A previously healthy girl was diagnosed with antibody-negative DM at the age of 5 years. New generation sequencing showed a double heterozygous mutation of the WFS1 gene. Comorbidity screening showed initial optic nerve involvement at magnetic resonance imagine (MRI) and optical coherence tomography (OCT) evaluation.
Liraglutide (LG) was identified as the most promising disease-modifying candidate with the safest pediatric profile and was started at age 8 years.
After 6 months treatment with LG 1.2 mg/day:basal and peak Cpeptide (ng/mL) at the mixed meal tolerance test improved from 0.14 (blood glucose 109 mg/dL) and 0.31 (blood glucose 211 mg/dL) to 0.19 (blood glucose 95 mg/dL) and 0.4 (blood glucose 93 mg/dL) respectively. Glucose time in range improved from 66% (time in hypoglycemia 2%) to 78% (time in hypoglycemia < 1%). Daily insulin needs reduced from 0.4U/Kg to 0.3U/Kg.
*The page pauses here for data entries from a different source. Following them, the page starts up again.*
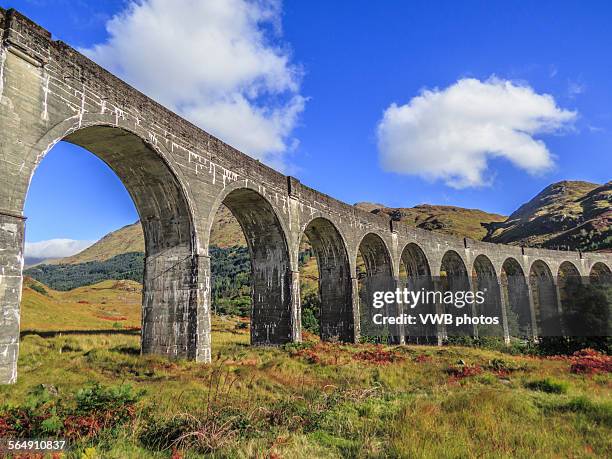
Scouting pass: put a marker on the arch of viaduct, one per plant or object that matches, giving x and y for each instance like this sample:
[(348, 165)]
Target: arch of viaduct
[(178, 176)]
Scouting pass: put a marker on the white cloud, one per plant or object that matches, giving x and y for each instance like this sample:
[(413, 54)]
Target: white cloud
[(450, 134), (216, 62), (55, 248)]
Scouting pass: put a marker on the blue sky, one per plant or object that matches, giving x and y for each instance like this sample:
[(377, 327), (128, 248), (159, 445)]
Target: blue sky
[(335, 68)]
OCT did not show significant progression in retinal nerve fiber layer (right 71-74 micron, left 68-68 micron) and ganglion cell-inner plexiform layer thickness (right 70-68 micron, left 69-69 micron). No significant gastrointestinal symptoms were reported.
GLP-1R agonists are potential drugs in WS because of their role in decreasing ER stress in both -cells and neurons. Only one LG-treated WS patient has been reported in literature. This is, to our knowledge, the first reported pediatric cases of WS treated with LG with apparent improvement in C-peptide and stabilisation of OCT parameters at 6 months and no adverse events. Longer and larger population RCT studies are warranted prior to it becoming used in routine care.